Pixar's 'Wall-E' had a different spin on the idea of technological love, while 'The Iron Giant' was more about unusual friendship and the idea of people fearing what they don't understand. The less said about the likes of 'The Emoji Movie', the better. With 'Ron's Gone Wrong', there's every chance that this will be another high-handed, eye-roll inducing animated comedy about the ills of technology and how we all just need to talk to each other. Yet, surprisingly, 'Ron's Gone Wrong' makes the valid point that technology is neither fundamentally good or bad, but rather it's in how it is used and made to be used by people that it becomes the problem.
In this case, the B-bots are analogous with social media. They learn children's interests, automatically finds them friends with similar interests, invites them to become friends, and the idea is that everyone's friend circle expands with its help. Of course, if you don't have a B-bot like the central character, you're left out in the cold. 'Ron's Gone Wrong' will strike a chord with any child, or grown one for that matter, who grew up without the latest thing and felt awkward and almost ashamed by that fact.

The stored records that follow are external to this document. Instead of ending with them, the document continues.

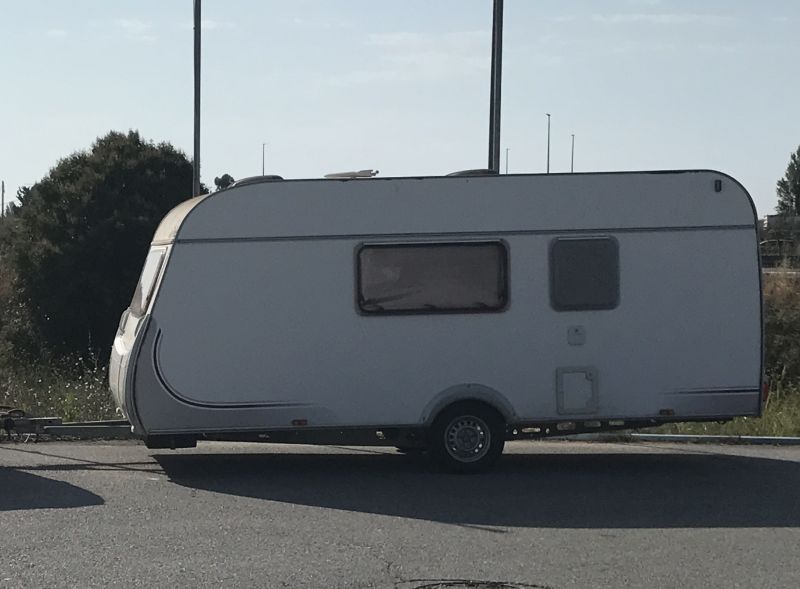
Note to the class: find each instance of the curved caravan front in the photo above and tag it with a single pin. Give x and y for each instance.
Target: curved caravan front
(279, 306)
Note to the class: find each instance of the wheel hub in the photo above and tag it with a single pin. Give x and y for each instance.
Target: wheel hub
(467, 438)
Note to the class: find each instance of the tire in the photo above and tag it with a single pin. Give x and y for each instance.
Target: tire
(467, 437)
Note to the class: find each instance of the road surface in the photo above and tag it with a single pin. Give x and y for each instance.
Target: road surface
(553, 514)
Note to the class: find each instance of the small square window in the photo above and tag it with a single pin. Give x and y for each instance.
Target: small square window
(584, 274)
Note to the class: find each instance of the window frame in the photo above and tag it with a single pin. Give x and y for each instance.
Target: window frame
(552, 266)
(504, 278)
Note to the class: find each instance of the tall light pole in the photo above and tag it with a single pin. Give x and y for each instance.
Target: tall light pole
(496, 83)
(572, 157)
(196, 163)
(548, 142)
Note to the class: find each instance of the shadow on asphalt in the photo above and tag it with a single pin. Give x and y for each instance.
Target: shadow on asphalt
(22, 490)
(548, 491)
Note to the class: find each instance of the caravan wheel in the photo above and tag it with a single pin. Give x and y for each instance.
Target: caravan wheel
(468, 437)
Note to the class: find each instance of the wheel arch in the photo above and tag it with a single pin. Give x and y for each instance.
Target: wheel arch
(465, 393)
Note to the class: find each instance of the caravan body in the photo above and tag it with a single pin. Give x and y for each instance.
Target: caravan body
(282, 309)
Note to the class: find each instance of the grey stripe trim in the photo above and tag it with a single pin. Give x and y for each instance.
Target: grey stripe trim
(734, 391)
(483, 234)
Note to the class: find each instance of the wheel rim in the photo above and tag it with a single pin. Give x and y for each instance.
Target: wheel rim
(467, 438)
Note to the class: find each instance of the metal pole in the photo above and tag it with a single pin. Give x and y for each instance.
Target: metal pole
(548, 142)
(572, 157)
(496, 83)
(196, 162)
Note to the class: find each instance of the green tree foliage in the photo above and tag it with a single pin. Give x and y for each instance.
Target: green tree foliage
(789, 187)
(73, 248)
(223, 181)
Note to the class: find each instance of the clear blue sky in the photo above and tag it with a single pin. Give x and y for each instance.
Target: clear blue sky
(402, 85)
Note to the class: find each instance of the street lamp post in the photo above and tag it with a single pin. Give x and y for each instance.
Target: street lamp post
(572, 156)
(496, 84)
(548, 142)
(196, 167)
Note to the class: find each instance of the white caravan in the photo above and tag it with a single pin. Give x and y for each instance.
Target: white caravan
(445, 313)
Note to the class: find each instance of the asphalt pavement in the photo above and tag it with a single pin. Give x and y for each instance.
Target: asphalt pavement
(552, 514)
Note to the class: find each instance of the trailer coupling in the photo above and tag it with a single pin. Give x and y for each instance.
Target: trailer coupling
(16, 424)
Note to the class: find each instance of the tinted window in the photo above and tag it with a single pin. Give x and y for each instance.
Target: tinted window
(584, 274)
(432, 277)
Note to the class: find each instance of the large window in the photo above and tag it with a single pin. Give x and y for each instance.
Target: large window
(584, 273)
(432, 277)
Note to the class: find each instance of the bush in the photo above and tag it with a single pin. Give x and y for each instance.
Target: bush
(782, 329)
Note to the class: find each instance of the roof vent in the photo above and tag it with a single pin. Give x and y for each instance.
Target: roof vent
(255, 180)
(477, 172)
(349, 175)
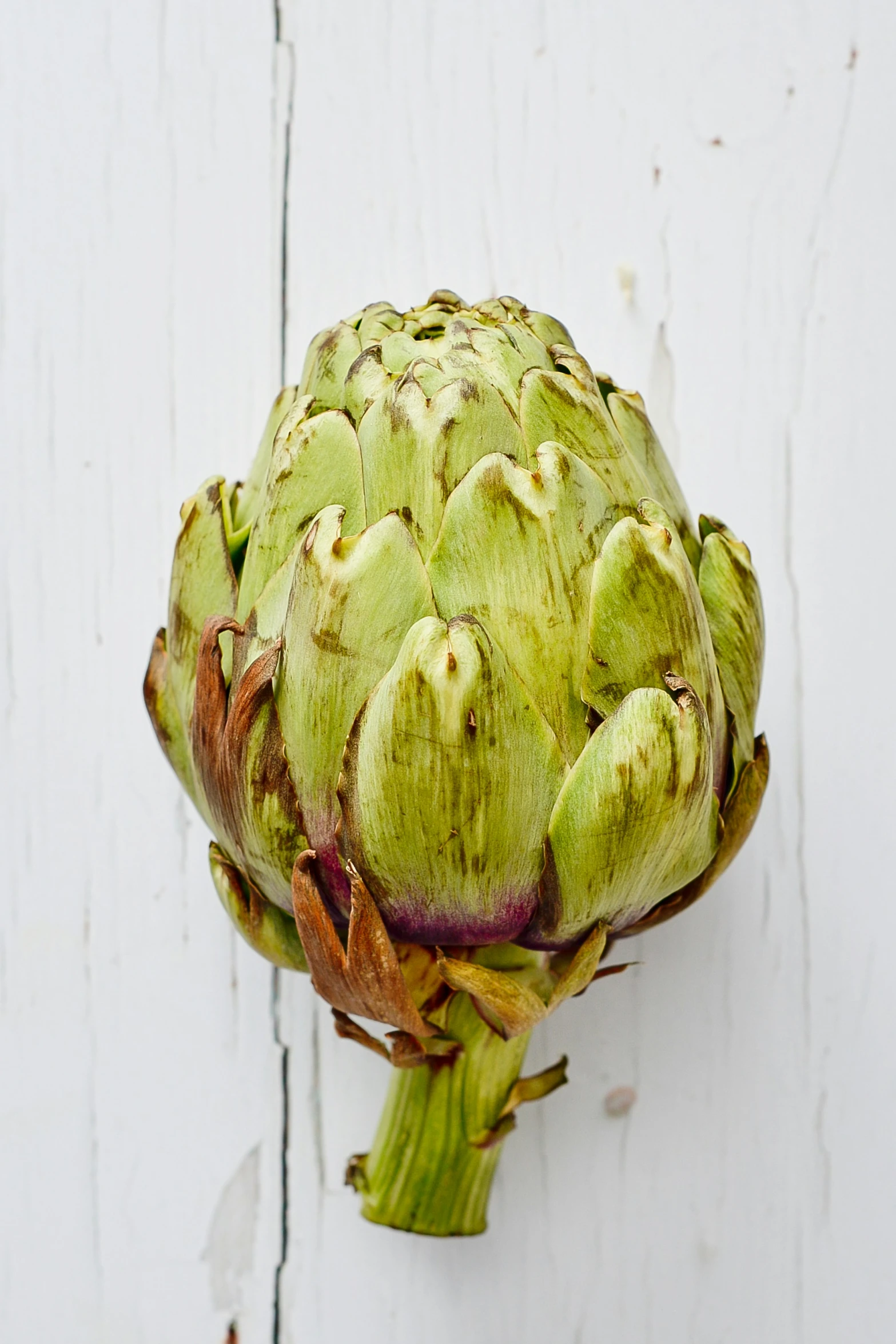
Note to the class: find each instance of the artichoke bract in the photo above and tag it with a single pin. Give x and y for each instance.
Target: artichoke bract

Indeed, 'Ron's Gone Wrong' doesn't shy away from any of these uncomfortable topics. If anything, it's the very core of the movie.
There are some genuine laugh-out-loud moments to be had in 'Ron's Gone Wrong', most of them stemming from the hopelessly deranged B-bot that's given to Barney and is voiced with vigour by Zach Galifinakis. Likewise, Olivia Colman returns to familiar comedic territory as the well-meaning babushka grandmother. Screenwriter Peter Baynham - an alum of 'The Day Today', 'I'm Alan Partridge', and writer on both 'Borat' movies - does his best to avoid the triteness you'd expect in an effort like this, though there's a few beats and scenes where it seeps in and gums things up. Likewise, the story does run out of steam and takes a detour in the later acts, but mostly, 'Ron's Gone Wrong' hums along with good humour and smart approaches. Unlike its titular character, 'Ron's Gone Wrong' is a well-crafted, well-executed sci-fi animated comedy.